Expanding multiple antibiotic resistance among clinical strains of Vibrio cholerae isolated from 1992–7 in Calcutta, India


P. GARG a1, S. CHAKRABORTY a1, I. BASU a1, S. DATTA a1, K. RAJENDRAN a1, T. BHATTACHARYA a1, S. YAMASAKI a1a2, S. K. BHATTACHARYA a1, Y. TAKEDA a3, G. BALAKRISH NAIR a1 and T. RAMAMURTHY a1c1
a1 National Institute of Cholera and Enteric Diseases, Calcutta-700010, India
a2 Research Institute, International Medical Center of Japan, Shijuku-ku, Tokyo 162–8655, Japan
a3 National Institute of Infectious Diseases, Shijuku-ku, Tokyo 162–8640, Japan

Abstract

Antimicrobial susceptibilities of Vibrio cholerae strains isolated from cholera patients admitted to the Infectious Diseases Hospital, Calcutta, India for 6 years were analysed to determine the changing trends; 840 V. cholerae strains isolated in 1992–1997 were included in this study.
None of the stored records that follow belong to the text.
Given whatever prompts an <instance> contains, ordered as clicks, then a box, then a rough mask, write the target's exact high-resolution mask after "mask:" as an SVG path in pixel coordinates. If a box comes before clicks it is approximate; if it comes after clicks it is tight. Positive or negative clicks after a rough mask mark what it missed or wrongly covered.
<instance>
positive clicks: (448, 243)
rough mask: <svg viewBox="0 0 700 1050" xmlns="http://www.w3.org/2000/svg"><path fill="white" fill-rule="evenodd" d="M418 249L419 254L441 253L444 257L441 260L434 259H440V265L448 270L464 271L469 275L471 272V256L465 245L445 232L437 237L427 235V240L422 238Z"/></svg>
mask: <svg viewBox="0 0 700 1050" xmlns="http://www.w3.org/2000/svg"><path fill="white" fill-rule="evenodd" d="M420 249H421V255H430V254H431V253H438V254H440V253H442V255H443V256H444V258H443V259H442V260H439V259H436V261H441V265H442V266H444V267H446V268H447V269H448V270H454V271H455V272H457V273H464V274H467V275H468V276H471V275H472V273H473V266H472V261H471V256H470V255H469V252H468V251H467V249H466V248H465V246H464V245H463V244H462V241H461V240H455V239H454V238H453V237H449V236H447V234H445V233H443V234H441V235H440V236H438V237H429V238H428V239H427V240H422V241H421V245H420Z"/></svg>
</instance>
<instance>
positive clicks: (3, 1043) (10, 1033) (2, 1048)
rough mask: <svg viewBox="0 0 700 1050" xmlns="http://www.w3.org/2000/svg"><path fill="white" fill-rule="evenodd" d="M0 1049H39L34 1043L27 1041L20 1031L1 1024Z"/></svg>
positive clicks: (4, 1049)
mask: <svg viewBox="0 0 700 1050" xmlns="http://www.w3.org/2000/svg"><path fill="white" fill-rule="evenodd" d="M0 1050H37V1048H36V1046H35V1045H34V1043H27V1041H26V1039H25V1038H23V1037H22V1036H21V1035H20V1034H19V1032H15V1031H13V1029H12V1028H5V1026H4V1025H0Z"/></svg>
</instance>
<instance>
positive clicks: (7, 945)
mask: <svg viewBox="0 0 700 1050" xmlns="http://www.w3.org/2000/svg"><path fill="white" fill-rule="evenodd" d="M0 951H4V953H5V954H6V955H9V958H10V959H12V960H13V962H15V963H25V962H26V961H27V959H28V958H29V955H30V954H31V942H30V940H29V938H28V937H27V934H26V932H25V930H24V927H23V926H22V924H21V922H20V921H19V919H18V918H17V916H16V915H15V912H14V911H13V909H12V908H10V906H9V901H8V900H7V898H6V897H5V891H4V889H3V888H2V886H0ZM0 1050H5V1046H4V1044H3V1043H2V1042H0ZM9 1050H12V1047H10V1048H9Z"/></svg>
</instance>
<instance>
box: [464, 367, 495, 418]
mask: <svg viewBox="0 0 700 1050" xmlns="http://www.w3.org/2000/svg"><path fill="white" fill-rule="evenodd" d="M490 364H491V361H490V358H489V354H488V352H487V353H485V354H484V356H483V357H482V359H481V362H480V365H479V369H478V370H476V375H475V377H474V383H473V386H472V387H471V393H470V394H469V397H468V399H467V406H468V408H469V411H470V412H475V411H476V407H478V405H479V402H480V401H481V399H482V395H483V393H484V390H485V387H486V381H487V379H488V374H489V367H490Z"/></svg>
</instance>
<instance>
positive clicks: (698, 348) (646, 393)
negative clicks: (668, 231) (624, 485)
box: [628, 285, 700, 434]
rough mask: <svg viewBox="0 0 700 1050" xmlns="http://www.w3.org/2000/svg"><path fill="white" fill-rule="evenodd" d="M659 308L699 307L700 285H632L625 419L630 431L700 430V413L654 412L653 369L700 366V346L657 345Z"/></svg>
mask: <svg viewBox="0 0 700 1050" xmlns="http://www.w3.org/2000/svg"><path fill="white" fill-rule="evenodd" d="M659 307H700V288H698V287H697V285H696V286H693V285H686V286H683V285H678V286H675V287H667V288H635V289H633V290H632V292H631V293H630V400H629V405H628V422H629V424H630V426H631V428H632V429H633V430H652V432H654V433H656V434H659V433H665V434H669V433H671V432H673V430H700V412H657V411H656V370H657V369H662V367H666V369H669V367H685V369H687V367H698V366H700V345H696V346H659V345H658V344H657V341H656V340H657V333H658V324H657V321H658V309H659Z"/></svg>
Among V. cholerae serogoup O1 and O139, ampicillin resistance increased from 1992 (35 and 70%, respectively) to 1997 (both serogroups 100%). Resistance to furazolidone and streptomycin was constantly high among V. cholerae O1 strains with gradual increase in resistance to other drugs such as ciprofloxacin, co-trimoxazole, neomycin and nalidixic acid. V. cholerae O139 strains exhibited susceptibilities to furazolidone and streptomycin comparable with those of O1 strains. However, after initial increase in resistance to chloramphenicol and co-trimoxazole, all the V. cholerae O139 strains became susceptible to these two drugs from 1995 onwards. Both V. cholerae O1 and O139 remained largely susceptible to gentamicin and tetracycline. V. cholerae non-O1, non-O139 strains, in contrast, exhibited high levels of resistance to virtually every class of antimicrobial agents tested in this study especially from 1995. Kruskal–Wallis one-way analysis showed that V. cholerae O1 Ogawa serogroup exhibited significant yearly increase in resistance to nine antibiotics followed by non-O1 non-O139 and O139 strains to six antibiotics and two antibiotics respectively. Interesting observation encountered in this study was the dissipation of some of the resistant patterns commonly found among V. cholerae non-O1 non-O139 or O1 serogroups to the O139 serogroup and vice versa during the succeeding years.

(Accepted December 20 1999)


Correspondence:
c1 Author for correspondence: National Institute of Cholera and Enteric Diseases, P-33, C.I.T. Road, Scheme XM, Beliaghata, Calcutta-700010, India.